Since SimpleSchema got fully released, I thought it was time to move into the murky waters of Collection2.
meteor-collection2 #447 β Add support for Zod v4 β Collection2 has always been tightly coupled to SimpleSchema, which made sense historically. SimpleSchema is deeply tied to Meteor culture, and for years it was the obvious default.
But the JavaScript ecosystem has moved a lot since then. These days, people also reach for Zod, AJV, and other validation libraries. So this PR helps Collection2 take a step toward a more flexible future.
The new 4.2.0 work adds support for Zod v4 schemas, AJV-style JSON schemas, schema adapters, and schema type detection. SimpleSchema remains the compatibility path for existing apps, but it is no longer the only path.
That is a big deal.
Collection2 is one of those packages that sits very close to the heart of classic Meteor app development. Making it less tightly coupled to one validation library opens the door to a more modern and more flexible ecosystem without abandoning the apps that got us here.
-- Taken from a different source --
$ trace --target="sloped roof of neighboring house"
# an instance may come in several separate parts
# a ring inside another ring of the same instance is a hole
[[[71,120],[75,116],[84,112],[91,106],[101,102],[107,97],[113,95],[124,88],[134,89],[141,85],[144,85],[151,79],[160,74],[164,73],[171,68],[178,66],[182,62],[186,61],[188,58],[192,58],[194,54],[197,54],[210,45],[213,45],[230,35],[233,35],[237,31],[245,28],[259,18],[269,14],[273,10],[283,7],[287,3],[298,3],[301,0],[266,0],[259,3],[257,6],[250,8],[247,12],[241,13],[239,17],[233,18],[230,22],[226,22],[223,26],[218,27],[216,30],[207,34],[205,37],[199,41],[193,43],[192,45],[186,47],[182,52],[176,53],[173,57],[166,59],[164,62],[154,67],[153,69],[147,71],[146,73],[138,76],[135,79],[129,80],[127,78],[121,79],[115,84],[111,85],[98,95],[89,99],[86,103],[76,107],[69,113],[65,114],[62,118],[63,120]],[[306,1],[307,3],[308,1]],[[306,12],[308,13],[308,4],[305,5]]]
Looking back, this month was not about one huge headline feature. It was about removing blockers.
A temporary WeKan patch got pushed upstream. meteor-user-status and meteor-timesync got proper Meteor 3 releases. Meteor 3.5 moved forward through real-world WeKan testing. An old logger PR came back from the dead. SimpleSchema finally got its async-friendly release. Collection2 started opening itself up beyond SimpleSchema.
This is the kind of work that makes an ecosystem feel alive.
Not just new features. Not just rewrites. But maintenance, releases, compatibility, testing, and people showing up to finish what was left half-done.
One PR at a time, the Meteor 3 ecosystem keeps getting sturdier.